Мишка хотел было возвращаться той же дорогой, какой и ты прошёл до зимовья моего, а на это полдня положит, а вечерело. Я и предложил ему путь короткий, напрямки чрез болото. Он-то не знает путь этот, в этой долине доселе не хаживал. Ходок же узкий окромя меня никто не знает, а я по болоту хоть при луне пройти могу – вехи имеются.
Михаил-то и согласился, с условием, что я проводником буду и первым через топь пойду, а они след в след за мной. Чёрт-то мне и потакает, далее толкает на грех, а мне и не до ума пеленой опутанного, нет, чтоб остепениться, одуматься, так далее понесло окаянного…
– Про грехи оставь, это твоя беда, что дальше творил, сатана ты этакая! – снова Севастьян оборвал Заворотнюка и тряхнул ружьём.
– Зимовье прикрыл, и подались до болота, коль согласились. Дошли, я сразу по вехам и пошёл, они за мной. В трясине две ямы имеются, так на второй, что ближе противоположной стороне, пока они чего-то замешкались, я незаметно для них веху переставил, сместил, чтоб прямиком ногами в жидкую яму угодили. Оно так и вышло – Мария первая оступилась, Михаил за ней кинулся и с ней рядом оказался, кличут меня, просят о помощи, мне ж того и надо было, покинул место гиблое и верхом долины к избушке вернулся.
– Ну и тварь ты, да ты ж не человек! Ты хуже зверя свирепого голодного! Убью, змей ты этакий! Убью!! – кипел Севастьян, крепко сжимая в руках ружьё. – А чего ж сегодня к болоту вернулся? Покойники, видать, снились, убедиться решил, гад ползучий!

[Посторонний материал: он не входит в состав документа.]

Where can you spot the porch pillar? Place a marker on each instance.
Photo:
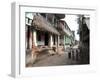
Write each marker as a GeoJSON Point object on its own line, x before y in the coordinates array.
{"type": "Point", "coordinates": [34, 38]}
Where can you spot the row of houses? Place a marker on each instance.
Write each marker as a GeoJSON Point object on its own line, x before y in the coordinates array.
{"type": "Point", "coordinates": [47, 30]}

– Правды ради скажу, приснились разок, и тяга понесла меня к болоту, глянуть, что да как, и веху на место поставить. На полпути платок приметил на кочке, Мария сбросила, прежде чем утопла, от отчаяния иль специально метку оставила. Убрать, думаю, следует эту примету, ни к чему она здесь привлекать глаз пытливый, если искать начнут, дознаваться непременно станут. А тут слышу, лай собаки, и путник идёт, приметил тебя, так назад и кинулся. Ну, а дальше чего рассказывать, сам знаешь.